ソラはトオルの手を恭しく取り、腕を組んで指定された場所に向かう。
「何枚か撮ってあげるから、どう映りたいかは相談して決めな」
ニーイの言葉に顔を見合わせる二人。どうしようかと相談している姿は初々しい新婚らしさが窺える。
「最初は腕を組んだままでいいかな?」
「うん、トオルの好きなようにしていいよ」
「二人ともいいかい? それじゃあいくよ、ほら、トオルは笑顔を頑張って……はい」
カシャッ! シャッターを切る子気味良い音がスタジオに響く。それからわずかに態勢を変えながら数枚カメラに撮られる。

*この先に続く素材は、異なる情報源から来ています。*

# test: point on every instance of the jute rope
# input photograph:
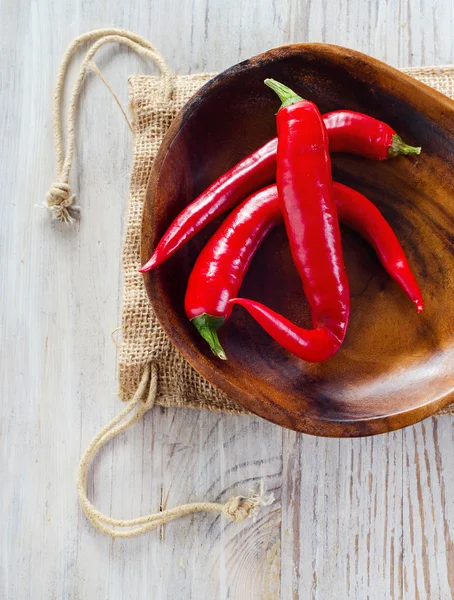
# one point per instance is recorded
(59, 199)
(60, 202)
(236, 509)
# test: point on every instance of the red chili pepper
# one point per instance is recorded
(305, 190)
(221, 266)
(348, 132)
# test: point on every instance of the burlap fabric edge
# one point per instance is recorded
(143, 340)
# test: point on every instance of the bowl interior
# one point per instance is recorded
(395, 366)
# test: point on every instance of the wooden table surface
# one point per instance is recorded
(365, 518)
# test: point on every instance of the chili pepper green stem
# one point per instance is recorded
(286, 95)
(207, 326)
(398, 146)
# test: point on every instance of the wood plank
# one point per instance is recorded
(360, 519)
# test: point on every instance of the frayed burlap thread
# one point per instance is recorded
(144, 341)
(60, 202)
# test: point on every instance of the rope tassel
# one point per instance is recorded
(236, 508)
(60, 201)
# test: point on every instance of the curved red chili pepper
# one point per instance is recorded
(220, 268)
(305, 190)
(348, 132)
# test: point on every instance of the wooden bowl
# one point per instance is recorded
(395, 367)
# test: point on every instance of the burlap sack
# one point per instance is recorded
(144, 341)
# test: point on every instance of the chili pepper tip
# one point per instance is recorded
(207, 326)
(151, 264)
(286, 95)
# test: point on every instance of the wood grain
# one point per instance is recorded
(394, 367)
(60, 298)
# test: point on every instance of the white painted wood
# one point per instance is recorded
(370, 518)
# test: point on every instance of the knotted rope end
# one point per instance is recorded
(239, 508)
(60, 202)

「もっといちゃついたらどうだい? 腕を組むだけじゃ寂しくないかい?」
「そうですね……それじゃ!」
「え? ……きゃっ!」
トオルはソラの背中と膝裏に腕を差し入れ、紙のように軽い身体を抱えて持ち上げる。いわゆるお姫様抱っこというやつで、なんだかんだソラは初体験だった。トオルはなんだか吹っ切れているのか、その動きに迷いはなかった。
「これでどうかな? 姉さん?」
「ああ、最高にかっこいいさ。レギン」
「レギン?」
ニーイはシャッターを切る。ニーイがのぞくファインダーの奥に見えるのは、もう会うことの叶わなくなった弟の姿。その弟が花嫁を連れて帰ってきた。
そんな幻にニーイの涙腺が緩む。久しぶりの弟の姿にスタジオにはニーイの家族が総出で祝っているような幻覚まで見える。ニーイはファインダーを覗いている間、家族を見続けた。

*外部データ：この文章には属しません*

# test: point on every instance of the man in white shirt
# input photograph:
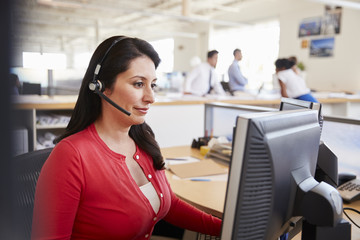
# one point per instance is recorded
(291, 84)
(202, 79)
(237, 81)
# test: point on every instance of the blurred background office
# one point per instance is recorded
(56, 38)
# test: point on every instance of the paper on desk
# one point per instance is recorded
(197, 169)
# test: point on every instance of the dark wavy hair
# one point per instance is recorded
(88, 104)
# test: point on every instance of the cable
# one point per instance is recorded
(351, 209)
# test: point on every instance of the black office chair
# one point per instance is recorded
(27, 170)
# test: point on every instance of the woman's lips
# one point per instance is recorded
(142, 110)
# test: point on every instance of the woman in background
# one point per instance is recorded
(105, 177)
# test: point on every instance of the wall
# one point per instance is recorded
(338, 73)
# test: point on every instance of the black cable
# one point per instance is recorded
(351, 209)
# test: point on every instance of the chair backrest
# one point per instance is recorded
(27, 169)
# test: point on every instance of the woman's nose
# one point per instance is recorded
(149, 95)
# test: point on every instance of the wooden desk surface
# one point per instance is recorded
(210, 196)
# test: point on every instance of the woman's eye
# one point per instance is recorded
(139, 84)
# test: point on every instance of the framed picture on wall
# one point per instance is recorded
(310, 27)
(322, 47)
(331, 21)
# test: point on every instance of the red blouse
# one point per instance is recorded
(85, 191)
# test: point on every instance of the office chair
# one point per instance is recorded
(26, 171)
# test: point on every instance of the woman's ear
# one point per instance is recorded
(107, 92)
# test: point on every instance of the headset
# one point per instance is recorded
(97, 86)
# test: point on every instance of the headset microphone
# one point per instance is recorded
(111, 102)
(98, 87)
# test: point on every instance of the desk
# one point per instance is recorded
(210, 196)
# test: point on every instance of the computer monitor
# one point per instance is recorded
(31, 88)
(327, 163)
(293, 104)
(271, 177)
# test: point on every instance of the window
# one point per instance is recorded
(259, 45)
(81, 60)
(44, 61)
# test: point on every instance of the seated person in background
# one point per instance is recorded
(295, 67)
(291, 84)
(105, 178)
(237, 81)
(202, 79)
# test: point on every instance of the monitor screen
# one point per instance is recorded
(342, 135)
(274, 155)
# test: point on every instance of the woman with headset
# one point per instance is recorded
(105, 177)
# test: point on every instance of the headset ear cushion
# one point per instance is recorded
(101, 86)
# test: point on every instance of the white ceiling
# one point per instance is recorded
(79, 25)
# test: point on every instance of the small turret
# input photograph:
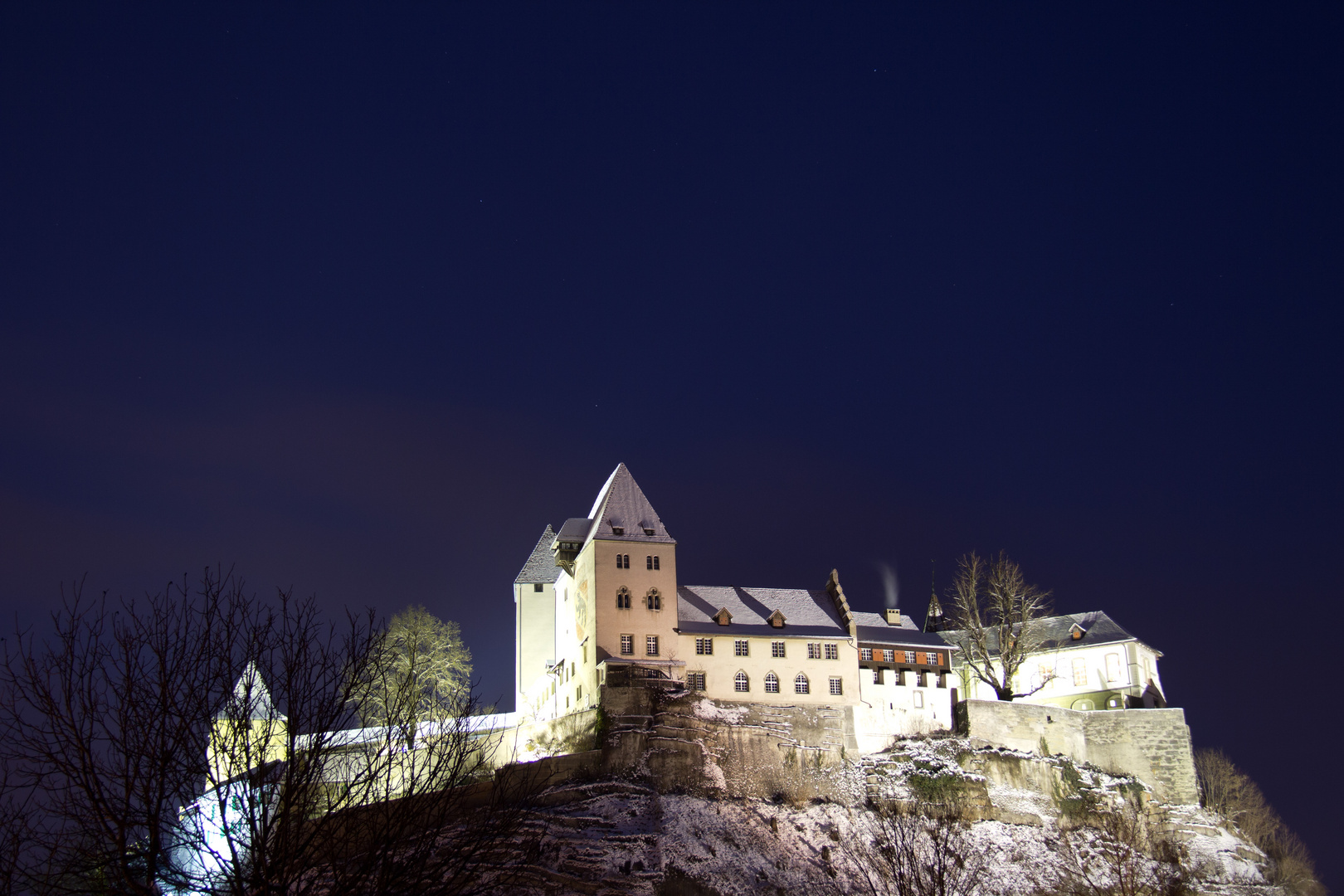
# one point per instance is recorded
(934, 618)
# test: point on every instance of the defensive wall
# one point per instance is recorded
(1152, 744)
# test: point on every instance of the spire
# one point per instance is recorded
(934, 620)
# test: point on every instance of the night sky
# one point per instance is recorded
(359, 299)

トオルとソラがぎこちない笑顔で見つめ合っている姿をカメラに収める。
それは何度も繰り返され、疑似的な結婚式はこのスタジオにいる三人が満足するまで続いた。
撮影が終わり、トオルとソラは名残惜しくも衣装を着替える。洗面所で交互にメイクを落としていき、いつも通りの二人に戻った。
「ウェディングドレスもいいけど、やっぱりいつもの服が一番落ち着くね」
「そうだね、タキシードは着ているだけで緊張しちゃうよ」
「トオル、ソラちゃん、現像が終わったからこっちに来ておくれ」
ドワーフの作業技術は全種族でトップクラス。仕事の速さなら横に並ぶ種族はいないと言われている。
ニーイは二人を呼び寄せ、居間で写真を広げる。そこにはぎこちない笑顔や、見つめ合っている様子のトオルとソラの写真が多種多様に切り取られていた。
本当はこんなに撮るつもりはなかったニーイは自身でも驚いている。それでも弟が見えたのならこれでいいかと満足していた。
写真の中にニーイの弟、レギンはいない。その事実はお別れを告げているようで本当にあっけないものだった。
「わしのわがままを聞いてくれたお礼さ、これは写真を入れる用のアルバム。このまま埃を被るくらいならあんたらに使われな。これに入るだけ入れていきな」
ニーイがトオルとソラに渡したのは複数枚写真を入れられるアルバム。ソラは真っ先にお姫様抱っこされた写真を手に取り、一ページ目の最初に入れた。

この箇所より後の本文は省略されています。